Generally speaking, any functions that are used in the Spark calls will need to be part of AOT compiled namespaces. I.e. they need to be compiled or the distributed Spark tasks will not be able to find them. In some cases, compiling on the fly might work also:

  (compile 'your-namespace)

But you need to do this somewhere where it will be executed for each task.

NOTE: This should be avoidable using the serializable.fn as above, but I did not get that to work in my initial attempts.

None of the Double* method are implemented

The Spark Java API provides versions of some methods that accept or return Doubles. E.g. (copied from Spark docs, using Scala syntax):

def map[R](f: DoubleFunction[T]): JavaDoubleRDD

So class DoubleFunction<T> has a function type of T => Double

Compare this to the standard:

def map[R](f: Function[T, R]): JavaRDD[R]

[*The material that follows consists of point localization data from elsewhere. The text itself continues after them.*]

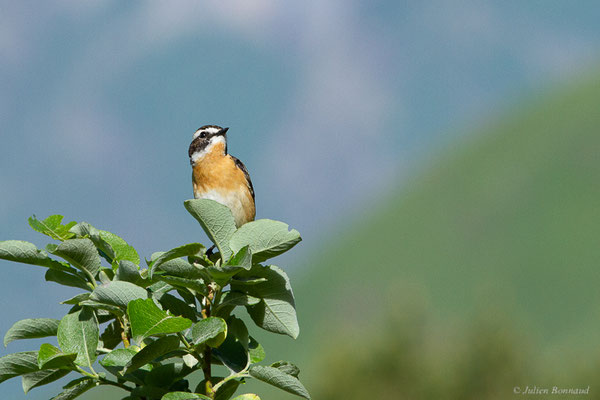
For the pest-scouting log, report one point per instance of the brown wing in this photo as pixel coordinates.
(241, 166)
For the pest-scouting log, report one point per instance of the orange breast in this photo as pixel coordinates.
(217, 177)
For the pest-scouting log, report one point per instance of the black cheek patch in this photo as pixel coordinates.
(197, 144)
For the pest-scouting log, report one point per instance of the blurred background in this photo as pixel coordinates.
(441, 160)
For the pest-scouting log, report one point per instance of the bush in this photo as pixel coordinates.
(150, 328)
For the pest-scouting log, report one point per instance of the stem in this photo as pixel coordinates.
(207, 359)
(184, 340)
(124, 335)
(91, 278)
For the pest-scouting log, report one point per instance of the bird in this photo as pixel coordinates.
(219, 176)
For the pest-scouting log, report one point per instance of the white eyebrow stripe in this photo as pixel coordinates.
(198, 155)
(207, 130)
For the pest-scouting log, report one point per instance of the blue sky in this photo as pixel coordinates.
(329, 104)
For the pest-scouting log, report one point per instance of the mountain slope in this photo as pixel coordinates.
(509, 219)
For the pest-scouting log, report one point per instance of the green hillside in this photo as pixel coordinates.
(506, 221)
(510, 218)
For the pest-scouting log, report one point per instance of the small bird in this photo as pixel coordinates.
(219, 176)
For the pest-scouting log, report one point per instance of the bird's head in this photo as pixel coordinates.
(207, 139)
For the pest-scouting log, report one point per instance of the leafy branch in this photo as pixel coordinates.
(151, 327)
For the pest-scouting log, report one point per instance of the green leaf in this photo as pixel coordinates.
(181, 268)
(211, 330)
(77, 299)
(111, 337)
(53, 227)
(51, 357)
(227, 390)
(67, 278)
(27, 253)
(165, 375)
(99, 307)
(184, 396)
(238, 299)
(148, 320)
(287, 367)
(177, 307)
(72, 391)
(276, 312)
(123, 251)
(81, 253)
(185, 250)
(266, 238)
(78, 333)
(241, 261)
(31, 329)
(129, 272)
(118, 357)
(118, 293)
(151, 352)
(233, 352)
(256, 351)
(274, 376)
(196, 285)
(17, 364)
(85, 230)
(217, 221)
(43, 377)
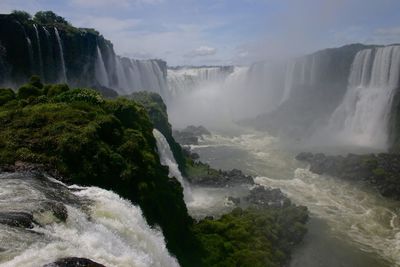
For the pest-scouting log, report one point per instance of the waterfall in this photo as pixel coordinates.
(167, 159)
(186, 78)
(30, 51)
(123, 84)
(63, 68)
(362, 117)
(39, 47)
(100, 226)
(289, 80)
(100, 69)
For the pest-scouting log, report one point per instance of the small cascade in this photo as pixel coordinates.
(123, 84)
(186, 79)
(62, 60)
(362, 117)
(167, 159)
(289, 80)
(39, 47)
(99, 225)
(30, 51)
(100, 69)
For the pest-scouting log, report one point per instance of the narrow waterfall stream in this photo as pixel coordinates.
(99, 225)
(61, 55)
(350, 225)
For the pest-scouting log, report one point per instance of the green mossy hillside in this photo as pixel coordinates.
(253, 237)
(94, 141)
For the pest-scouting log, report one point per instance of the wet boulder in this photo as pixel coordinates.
(74, 262)
(17, 219)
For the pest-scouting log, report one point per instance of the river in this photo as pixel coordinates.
(350, 225)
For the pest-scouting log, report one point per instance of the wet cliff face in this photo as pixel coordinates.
(59, 52)
(31, 48)
(311, 88)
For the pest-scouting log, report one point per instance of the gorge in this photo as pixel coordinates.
(100, 174)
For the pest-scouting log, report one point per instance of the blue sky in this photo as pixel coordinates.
(217, 32)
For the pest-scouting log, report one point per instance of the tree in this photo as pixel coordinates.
(49, 17)
(21, 16)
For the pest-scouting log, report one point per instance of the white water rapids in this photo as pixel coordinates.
(350, 225)
(100, 226)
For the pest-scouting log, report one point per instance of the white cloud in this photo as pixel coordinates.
(111, 3)
(107, 25)
(389, 35)
(202, 51)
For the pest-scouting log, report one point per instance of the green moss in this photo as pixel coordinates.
(105, 143)
(6, 95)
(157, 111)
(252, 237)
(379, 172)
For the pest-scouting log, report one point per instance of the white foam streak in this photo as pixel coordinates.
(362, 117)
(61, 55)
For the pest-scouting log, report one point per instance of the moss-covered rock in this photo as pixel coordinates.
(105, 143)
(157, 111)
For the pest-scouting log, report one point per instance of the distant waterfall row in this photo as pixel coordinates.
(79, 58)
(188, 78)
(362, 118)
(127, 75)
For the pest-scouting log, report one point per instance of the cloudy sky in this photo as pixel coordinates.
(217, 32)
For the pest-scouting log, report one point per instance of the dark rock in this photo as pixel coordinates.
(74, 262)
(235, 200)
(190, 135)
(57, 208)
(382, 171)
(220, 178)
(262, 197)
(17, 219)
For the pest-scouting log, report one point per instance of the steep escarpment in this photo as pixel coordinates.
(157, 111)
(311, 88)
(48, 46)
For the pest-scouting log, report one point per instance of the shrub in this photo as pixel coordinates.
(80, 95)
(6, 95)
(55, 89)
(27, 91)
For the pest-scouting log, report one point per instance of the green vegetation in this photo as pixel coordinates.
(252, 237)
(157, 111)
(94, 141)
(49, 17)
(109, 143)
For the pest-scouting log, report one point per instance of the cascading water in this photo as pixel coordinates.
(99, 226)
(362, 117)
(39, 47)
(100, 69)
(350, 225)
(139, 75)
(167, 159)
(62, 60)
(186, 79)
(30, 51)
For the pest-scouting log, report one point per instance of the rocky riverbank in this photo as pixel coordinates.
(382, 171)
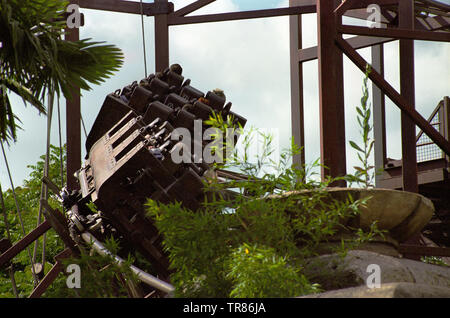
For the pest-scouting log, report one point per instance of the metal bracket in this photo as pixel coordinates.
(152, 9)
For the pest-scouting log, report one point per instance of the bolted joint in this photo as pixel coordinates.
(156, 8)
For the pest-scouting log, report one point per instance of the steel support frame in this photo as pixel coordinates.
(330, 30)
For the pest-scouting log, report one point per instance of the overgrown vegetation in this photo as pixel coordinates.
(250, 238)
(365, 173)
(252, 242)
(28, 201)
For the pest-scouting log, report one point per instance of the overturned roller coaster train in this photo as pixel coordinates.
(129, 160)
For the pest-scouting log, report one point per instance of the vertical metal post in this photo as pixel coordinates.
(409, 157)
(445, 119)
(331, 106)
(161, 41)
(73, 125)
(379, 114)
(297, 111)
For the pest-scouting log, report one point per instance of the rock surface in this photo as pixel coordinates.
(389, 290)
(334, 272)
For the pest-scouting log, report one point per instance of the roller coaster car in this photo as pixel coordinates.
(129, 160)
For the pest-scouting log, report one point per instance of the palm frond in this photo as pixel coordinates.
(34, 60)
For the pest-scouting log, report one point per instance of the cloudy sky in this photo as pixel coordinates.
(249, 60)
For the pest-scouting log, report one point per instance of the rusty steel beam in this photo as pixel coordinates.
(161, 40)
(357, 42)
(192, 7)
(73, 125)
(297, 98)
(398, 33)
(359, 4)
(407, 90)
(230, 16)
(51, 275)
(389, 91)
(332, 129)
(132, 7)
(24, 242)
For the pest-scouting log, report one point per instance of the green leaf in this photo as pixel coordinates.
(355, 146)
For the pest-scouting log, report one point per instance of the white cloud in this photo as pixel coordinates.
(249, 60)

Where Function<T, R> has type T => R

I didn't wrap any of these. To be honest, I don't see why they are needed. Maybe I'm missing something or maybe it just doesn't matter when called from a dynamically typed language like Clojure. Instead of DoubleFunction[T], just use Function<T, Double> which has type T => Double. I don't see why this wouldn't work, but interested to know if there is a case where this fails or is sub-optimal.